A Realization About Samsung S6 Power Saving Access

In a previous posting, I had remarked that the (famous) “Tasker” app has a 3rd-party plugin named “Secure Settings”, which has a sub-section named “Samsung ROM”, under which there is a function named “Enable / Disable Power Saving”.

The general context of this is, that Tasker is a task Acceleration / Automation tool, in which each Task is defined as a sequence of Actions, many of which are built-in, but some of which are Actions defined by 3rd-party plugins, such as by ‘Secure Settings’. Hence, it was a goal of mine to insert the Action into a Tasker Task, which would turn the Power Saving Mode on, on my “Samsung Galaxy S6″ phone.

I am Not Rooted.

This failed every time, and at first I thought the reason would be, that the author of ‘Secure Settings’ had failed to keep his module up-to-date with the latest Android Lollipop version, which my S6 is running.

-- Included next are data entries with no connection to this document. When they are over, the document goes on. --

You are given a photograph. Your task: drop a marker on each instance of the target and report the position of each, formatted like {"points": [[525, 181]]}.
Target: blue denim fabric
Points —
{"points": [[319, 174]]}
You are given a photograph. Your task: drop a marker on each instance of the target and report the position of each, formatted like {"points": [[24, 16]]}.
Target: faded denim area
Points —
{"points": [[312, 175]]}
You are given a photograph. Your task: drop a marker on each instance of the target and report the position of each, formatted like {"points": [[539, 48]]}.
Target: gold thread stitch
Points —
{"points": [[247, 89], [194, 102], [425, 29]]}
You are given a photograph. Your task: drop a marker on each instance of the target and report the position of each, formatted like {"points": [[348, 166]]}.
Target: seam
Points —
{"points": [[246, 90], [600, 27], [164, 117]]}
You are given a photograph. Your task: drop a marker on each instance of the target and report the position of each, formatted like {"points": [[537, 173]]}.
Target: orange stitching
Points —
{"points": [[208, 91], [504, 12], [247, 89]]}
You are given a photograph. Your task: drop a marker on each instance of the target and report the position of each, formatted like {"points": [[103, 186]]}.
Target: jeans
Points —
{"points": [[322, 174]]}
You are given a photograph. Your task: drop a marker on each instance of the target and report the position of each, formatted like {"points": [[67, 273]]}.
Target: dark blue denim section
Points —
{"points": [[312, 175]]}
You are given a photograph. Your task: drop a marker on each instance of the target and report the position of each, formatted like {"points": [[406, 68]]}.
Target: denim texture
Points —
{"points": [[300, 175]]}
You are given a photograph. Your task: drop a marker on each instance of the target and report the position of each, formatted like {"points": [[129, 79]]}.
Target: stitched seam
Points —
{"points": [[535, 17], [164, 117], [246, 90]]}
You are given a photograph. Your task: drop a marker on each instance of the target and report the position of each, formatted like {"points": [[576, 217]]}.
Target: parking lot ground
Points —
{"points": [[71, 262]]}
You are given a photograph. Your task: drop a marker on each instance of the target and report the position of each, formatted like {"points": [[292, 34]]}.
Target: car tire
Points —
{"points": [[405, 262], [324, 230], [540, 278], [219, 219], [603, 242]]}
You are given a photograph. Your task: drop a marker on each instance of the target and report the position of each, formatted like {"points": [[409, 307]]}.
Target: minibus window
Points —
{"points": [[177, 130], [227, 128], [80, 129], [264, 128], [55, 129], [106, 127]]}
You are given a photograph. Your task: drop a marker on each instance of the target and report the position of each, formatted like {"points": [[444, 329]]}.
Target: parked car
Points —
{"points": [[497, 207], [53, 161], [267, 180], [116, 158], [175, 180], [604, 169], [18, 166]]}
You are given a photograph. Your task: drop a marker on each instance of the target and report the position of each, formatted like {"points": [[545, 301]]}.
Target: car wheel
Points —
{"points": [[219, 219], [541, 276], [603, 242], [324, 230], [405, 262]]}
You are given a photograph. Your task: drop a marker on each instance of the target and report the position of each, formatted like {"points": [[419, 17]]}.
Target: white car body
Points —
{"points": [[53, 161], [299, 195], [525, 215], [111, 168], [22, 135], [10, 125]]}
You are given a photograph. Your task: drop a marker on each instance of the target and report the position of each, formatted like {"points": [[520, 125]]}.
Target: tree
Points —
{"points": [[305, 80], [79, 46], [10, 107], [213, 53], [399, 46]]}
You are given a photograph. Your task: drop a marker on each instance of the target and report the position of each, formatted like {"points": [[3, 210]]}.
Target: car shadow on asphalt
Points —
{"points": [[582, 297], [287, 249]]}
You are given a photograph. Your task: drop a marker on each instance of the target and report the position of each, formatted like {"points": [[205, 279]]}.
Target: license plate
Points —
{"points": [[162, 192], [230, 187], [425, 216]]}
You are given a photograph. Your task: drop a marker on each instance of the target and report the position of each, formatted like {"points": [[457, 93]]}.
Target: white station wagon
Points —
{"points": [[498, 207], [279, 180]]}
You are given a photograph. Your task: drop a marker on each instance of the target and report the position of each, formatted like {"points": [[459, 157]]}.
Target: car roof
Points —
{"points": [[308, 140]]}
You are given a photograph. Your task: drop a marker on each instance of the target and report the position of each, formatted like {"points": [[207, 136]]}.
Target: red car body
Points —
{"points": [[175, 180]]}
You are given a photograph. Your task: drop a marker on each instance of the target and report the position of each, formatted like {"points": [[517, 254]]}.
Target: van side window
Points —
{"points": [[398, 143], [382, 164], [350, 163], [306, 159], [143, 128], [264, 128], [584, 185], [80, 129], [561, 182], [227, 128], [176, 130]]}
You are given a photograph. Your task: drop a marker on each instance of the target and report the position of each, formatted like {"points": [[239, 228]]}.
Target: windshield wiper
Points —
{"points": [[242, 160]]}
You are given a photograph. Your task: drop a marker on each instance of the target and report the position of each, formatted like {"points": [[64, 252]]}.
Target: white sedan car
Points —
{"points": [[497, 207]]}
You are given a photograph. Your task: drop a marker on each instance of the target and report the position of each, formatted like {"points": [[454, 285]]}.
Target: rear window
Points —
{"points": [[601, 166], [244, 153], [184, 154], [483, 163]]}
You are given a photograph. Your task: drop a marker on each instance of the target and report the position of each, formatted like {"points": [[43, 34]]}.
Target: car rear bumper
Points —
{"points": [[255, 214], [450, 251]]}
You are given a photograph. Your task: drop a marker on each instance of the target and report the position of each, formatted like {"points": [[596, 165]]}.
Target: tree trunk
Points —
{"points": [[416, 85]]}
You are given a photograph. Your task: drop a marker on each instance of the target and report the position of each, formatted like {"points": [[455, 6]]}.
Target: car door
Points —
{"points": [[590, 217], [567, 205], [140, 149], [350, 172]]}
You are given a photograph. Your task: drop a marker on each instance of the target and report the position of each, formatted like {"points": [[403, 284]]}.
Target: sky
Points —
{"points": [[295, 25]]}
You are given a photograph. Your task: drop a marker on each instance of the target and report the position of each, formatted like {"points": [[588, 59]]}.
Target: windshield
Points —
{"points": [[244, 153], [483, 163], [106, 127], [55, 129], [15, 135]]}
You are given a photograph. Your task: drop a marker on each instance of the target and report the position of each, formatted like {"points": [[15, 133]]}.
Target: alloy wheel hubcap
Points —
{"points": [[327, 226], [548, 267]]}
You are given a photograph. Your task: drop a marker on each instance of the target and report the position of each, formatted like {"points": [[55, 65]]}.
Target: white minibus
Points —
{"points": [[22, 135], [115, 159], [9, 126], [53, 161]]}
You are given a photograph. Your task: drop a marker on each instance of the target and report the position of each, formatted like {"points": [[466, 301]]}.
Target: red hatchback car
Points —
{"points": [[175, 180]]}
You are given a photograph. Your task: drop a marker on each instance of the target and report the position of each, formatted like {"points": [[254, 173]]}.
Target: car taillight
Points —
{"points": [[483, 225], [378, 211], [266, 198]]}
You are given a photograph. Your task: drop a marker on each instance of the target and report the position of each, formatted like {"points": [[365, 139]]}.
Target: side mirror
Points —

But then another observation came to my attention.

The app “NFC Tools Pro”, and its companion, “NFC Tasks”, is also supposed to support, that an NFC Tag should enable Power Saving Mode on a Samsung Phone, when we tap the Tag. ‘NFC Tools Pro’ additionally has a mode in which it executes its Task as a test, before that Task has even been programmed into a Tag. And when I ran the test, this app was also unable to switch on Power Saving Mode.

In both cases the behavior is identical, in that the Action returns as a ‘success’ immediately (even though when I Enable Power Saving manually, it takes several seconds for this setting to kick in), but in that Power Saving Mode is not enabled – even later.

And so an inference which I am making about this feature, is that indeed the app developers are not up-to-date with the latest Samsung API – Only Because on the latest phones, one needs to be rooted in order for this command to work (!)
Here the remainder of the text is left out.